Numerous radiomic studies in FBC using mammography and breast MRI have been published (8-11). Several studies have established MRI imaging features combined with radiomics can be used to predict molecular subtypes, luminal A (P=0.004), HER2/neu enriched (P=0.00277) and basal like (P=0.0117) (11) and predict imaging biomarkers predicting pathways associated with survival (6). Textural features obtained from mammograms have also been used to predict BRCA1/2 probability from textural parenchymal differences not detectable by standard radiologic interpretation (9).
There are several studies evaluating mammography, MRI and US to evaluate axillary node status in FBC. For example, Tan et al. (12) developed a mammogram-based radiomics nomogram by integrating radiomic metrics with clinical risk factors to predict preoperative axillary metastasis and reported an AUC 0.876 and 0.862 in the primary and validation cohorts.

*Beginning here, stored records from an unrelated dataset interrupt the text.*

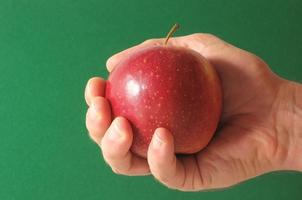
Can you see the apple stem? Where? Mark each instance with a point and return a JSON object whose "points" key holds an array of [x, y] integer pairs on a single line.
{"points": [[171, 32]]}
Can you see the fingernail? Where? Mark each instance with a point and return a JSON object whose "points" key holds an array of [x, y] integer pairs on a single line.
{"points": [[115, 133], [157, 141], [95, 113]]}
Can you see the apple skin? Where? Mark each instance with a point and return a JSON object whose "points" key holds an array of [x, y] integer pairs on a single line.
{"points": [[171, 87]]}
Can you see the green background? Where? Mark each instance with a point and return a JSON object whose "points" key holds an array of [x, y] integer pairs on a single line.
{"points": [[49, 49]]}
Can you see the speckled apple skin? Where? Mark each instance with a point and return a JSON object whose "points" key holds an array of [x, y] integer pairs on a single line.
{"points": [[174, 88]]}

Dong et al. (13) showed that using radiomics in DWI and joint fat sat T2 MRI can preoperatively predict sentinel lymph node (SLN) metastasis in FBC with an AUC of 0.80 in the validation set. Using deep learning in combination with radiomic metrics from the US of 1,280 patients breast cancer patients Guo et al. (14) identified patients with positive sentinel node metastasis with a sensitivity of 98.4% and those without metastasis with a 97% negative predictive value. To our knowledge, there have been no studies evaluating omitting sentinel node biopsy based on radiomic nodal assessments.

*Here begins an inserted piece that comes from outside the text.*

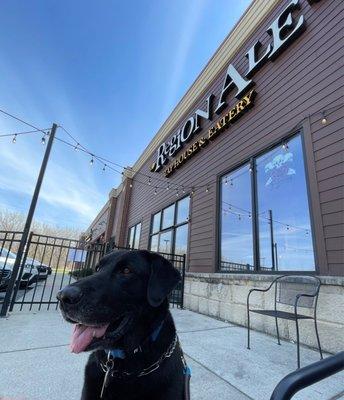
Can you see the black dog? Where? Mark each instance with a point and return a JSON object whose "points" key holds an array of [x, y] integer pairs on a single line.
{"points": [[122, 313]]}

Radiomic features have been used to classify mammographic breast parenchymal complexity. These radiomic features in combination with breast density and body mass index (BMI) have been shown to help stratify breast cancer risk assessment (15).
To our knowledge, there has been no published radiomic analysis in male patients with breast cancer. Therefore, the aim of this study was to develop a mammography-based radiomics platform by performing a retrospective evaluation of the radiomics (tumor texture, size and shape metrics) of primary lesions in subjects MBC. Specifically, we wanted to explore the feasibility of using radiomic signatures from the primary lesion to discriminate pathologically node positive vs. node negative MBC patients based upon diagnostic mammograms.

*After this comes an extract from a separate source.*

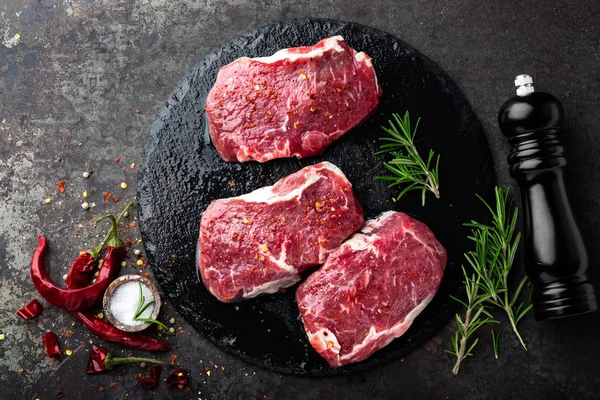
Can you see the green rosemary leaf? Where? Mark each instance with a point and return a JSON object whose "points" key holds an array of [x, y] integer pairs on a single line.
{"points": [[496, 342], [408, 167]]}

We present the following article in accordance with the Materials Design Analysis Reporting (MDAR) reporting checklist (available at http://dx.doi.org/10.21037/abs-20-103).
The retrospective study was conducted in accordance with the Declaration of Helsinki (as revised in 2013). The study was approved by the Western Institutional Review Board to exempt the ethics review with the exemption number (B4-Exemption-Moorthy). Informed consent was also waived. A total of 75 MBC patients, from our breast cancer database, who underwent surgical treatment at a single institution (Arizona Center for Cancer Care) between 2009–2020 were included in this study. The inclusion criteria included men diagnosed with a pathologically confirmed breast cancer with access to their 2D digital mammograms prior to their surgical intervention with complete pre surgical and surgical information. Patients in whom the mammograms were not available (n=15) were excluded. All digital mammography images were obtained from the picture archiving and communication systems (PACS). Clinicopathologic and immunohistochemical factors from core biopsy were acquired from the prospectively maintained center database. Demographic variables included age, sex, and ethnicity. Relevant prior clinical history of cancer was also recorded. Clinical and pathological factors such as clinical T stage, clinical nodal status, estrogen receptor (ER), progesterone receptor (PR), Ki67, human epidermal growth factor receptor (HER/2-neu), surgical management, adjuvant therapy, local regional recurrence rate, disease free survival and overall survival data were collected.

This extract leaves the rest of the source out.